I told Sid when he returned.
“What did she look like?” he asked.
I tried to remember. “Long hair in a pony, tucked beneath a baseball cap. A lot of makeup. Scarf up around her neck. Sweatshirt.
She looked like a fitness influencer.”
He said she could be one of the women who he’d seen in St. Andrews. I tried to spot her again, but she’d disappeared. At the
gate and in Edinburgh, he scanned the people around us, asking me, “Is that her?” but we didn’t see her again.
It felt as if we’d let go of reality, as if paranoia was our new normal.
When we got to the cottage, I was about to put my key in the lock when Sid put his hand on my arm. “Remember: act naturally.”
I nodded, but once we were inside, it was so hard. If there’s one thing creepier than feeling watched, it’s when you don’t
know where you’re being watched from. My skin crawled. I wanted to leave. Somehow, though, we got through the time until bed,
and it was a relief to be in the dark holding hands beneath the covers.

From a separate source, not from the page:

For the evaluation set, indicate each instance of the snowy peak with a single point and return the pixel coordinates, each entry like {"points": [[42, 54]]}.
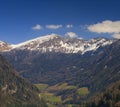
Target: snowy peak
{"points": [[36, 41], [4, 46], [56, 43]]}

Sleep came slowly, and once again, it was tangled with nightmares.
Sarabeth
Sarabeth Schilders threw a treat for her puppy, a Scottish terrier named Hypatia, and watched approvingly as the little dog
ate it. Hypatia’s tail wagged madly, and this made Sarabeth feel happy. It was late in the evening, and they were the only
occupants of her dusty, book-filled house on Hope Street in St. Andrews.
“Good girl,” she said. “Who’s a good girl? Are you ready for walkies?”
Every night they took a turn around the block so Hypatia could do her business. Sarabeth took down Hypatia’s leash and harness
from a peg in the hall, and began the difficult job of attaching both to the dog’s wriggly body. The job was only half finished
when her phone rang. She ignored it. But it rang again, and again, until she picked up. Her heart skipped a beat when she
saw who the caller was.
“Sarabeth Schilders,” she said.
“It’s Charlotte Craven.”
Diana’s boss. The puppy started yapping. With the side of her foot Sarabeth slid the dog across the tiled floor into the utility
room and shut the door on her. The yapping became inaudible as she went to her study and sat down at her desk. Charlotte only
called Diana, usually. There was a hierarchy in the Fellowship, and this was a break of protocol. It was a bad sign.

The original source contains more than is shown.